The radiation spewed was ten times Hiroshma’s according to the Daily Nation newspaper pieces Maina of Kwa–Njugu’s Butchery wrapped a meat for me with. The tragedy robbed the country of its beloved, men and women. Others gave up their lives, their future, to save the country – firemen, Red Cross workers, volunteers, disaster managers, the gallant Kenya Defence Forces personnel who had survived al-Shabaab’s IEDs and ambushes in Somalia for two decades, and those who went to build the first shield to entomb the reactor. Over a million people died from the initial radiation. Another seven million were exposed to date. The result was a trail of cancers, genetic abnormalities and birth defects of which my little Ciku was a living testimony.

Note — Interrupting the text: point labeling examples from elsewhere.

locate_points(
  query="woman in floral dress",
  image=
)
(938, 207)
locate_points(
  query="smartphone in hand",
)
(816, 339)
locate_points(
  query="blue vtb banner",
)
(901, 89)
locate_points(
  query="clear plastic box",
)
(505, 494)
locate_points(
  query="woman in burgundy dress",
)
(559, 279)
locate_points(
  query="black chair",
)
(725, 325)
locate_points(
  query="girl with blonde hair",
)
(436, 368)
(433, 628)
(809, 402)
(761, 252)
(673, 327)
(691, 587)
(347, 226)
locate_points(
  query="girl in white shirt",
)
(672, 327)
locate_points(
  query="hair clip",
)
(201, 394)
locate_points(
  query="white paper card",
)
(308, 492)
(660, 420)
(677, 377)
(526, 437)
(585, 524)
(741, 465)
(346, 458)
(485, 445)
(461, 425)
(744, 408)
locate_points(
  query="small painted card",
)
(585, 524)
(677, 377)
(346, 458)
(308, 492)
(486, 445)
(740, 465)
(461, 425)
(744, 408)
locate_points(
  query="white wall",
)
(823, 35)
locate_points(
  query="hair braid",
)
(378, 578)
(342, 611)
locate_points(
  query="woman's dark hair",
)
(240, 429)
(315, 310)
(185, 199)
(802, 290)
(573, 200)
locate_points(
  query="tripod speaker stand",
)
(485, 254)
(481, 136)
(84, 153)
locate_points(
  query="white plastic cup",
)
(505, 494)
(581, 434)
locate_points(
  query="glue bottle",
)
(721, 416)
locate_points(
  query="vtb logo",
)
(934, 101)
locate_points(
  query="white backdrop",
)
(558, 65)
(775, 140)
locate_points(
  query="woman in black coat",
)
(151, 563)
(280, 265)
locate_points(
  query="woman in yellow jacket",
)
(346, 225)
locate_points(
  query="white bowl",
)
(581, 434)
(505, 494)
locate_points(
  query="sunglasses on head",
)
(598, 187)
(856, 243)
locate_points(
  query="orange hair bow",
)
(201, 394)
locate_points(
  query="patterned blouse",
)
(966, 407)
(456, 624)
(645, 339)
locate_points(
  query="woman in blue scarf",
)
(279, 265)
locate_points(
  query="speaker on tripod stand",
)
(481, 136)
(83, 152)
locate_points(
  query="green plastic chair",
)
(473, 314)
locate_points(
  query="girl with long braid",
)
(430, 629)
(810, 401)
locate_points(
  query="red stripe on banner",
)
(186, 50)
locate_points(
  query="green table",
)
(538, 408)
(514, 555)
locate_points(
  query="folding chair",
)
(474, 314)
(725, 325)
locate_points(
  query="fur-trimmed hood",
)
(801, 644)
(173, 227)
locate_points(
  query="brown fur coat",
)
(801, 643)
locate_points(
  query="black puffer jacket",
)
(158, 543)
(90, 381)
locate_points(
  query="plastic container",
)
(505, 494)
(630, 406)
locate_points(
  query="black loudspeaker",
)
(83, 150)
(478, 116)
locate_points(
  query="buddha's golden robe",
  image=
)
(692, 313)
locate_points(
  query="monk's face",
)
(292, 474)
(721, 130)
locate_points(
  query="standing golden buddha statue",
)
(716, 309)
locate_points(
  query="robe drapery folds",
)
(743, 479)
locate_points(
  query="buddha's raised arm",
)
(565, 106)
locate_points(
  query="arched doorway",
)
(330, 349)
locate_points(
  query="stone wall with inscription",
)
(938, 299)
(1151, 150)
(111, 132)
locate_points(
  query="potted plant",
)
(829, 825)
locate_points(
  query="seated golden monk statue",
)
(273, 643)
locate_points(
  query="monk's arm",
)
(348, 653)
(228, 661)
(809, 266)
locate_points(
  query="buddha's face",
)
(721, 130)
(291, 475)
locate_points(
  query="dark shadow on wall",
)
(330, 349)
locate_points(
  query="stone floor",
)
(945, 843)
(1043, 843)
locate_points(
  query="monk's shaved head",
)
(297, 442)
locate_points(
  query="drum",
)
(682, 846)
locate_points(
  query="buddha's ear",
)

Up until when I was given six months to live three months ago, I did not know what I had done by applying for that job, even for generations, not until I saved the last meat wrapper from incineration by my wife who wanted to light the jiko with it. Whatever my body gulped in gallons for ten years in that plant will live with me for generations to come. Up to my tenth, or even a hundredth generation, genealogy was forever altered – inoperable tumors, mental retardation, genetic configurations and other effects of the radiation that my body absorbed during my stint at the plant as the Chief Security Officer and passed it to my wife while consummating our love instead of rubbering it off.
***
The Human Shrine
I did not remember getting to the woods no matter how I racked my brain. What it managed to do was pump adrenalin into my body. I darted my eyes in all directions looking for a landmark to tell me where I was, or show me the way home. I did not even know whether it was Karura or Lang’ata forest in Nairobi. I figured that being in the woods was a nightmare I was waking up to, but I was not a member of the Night Runners Association of Kenya. Bodies were everywhere. Human bodies tied to trees, nailed to X crosses, stakes driven through their hearts, sprawled spread-eagle on the forest floor at odd angles. People painfully resting in peace.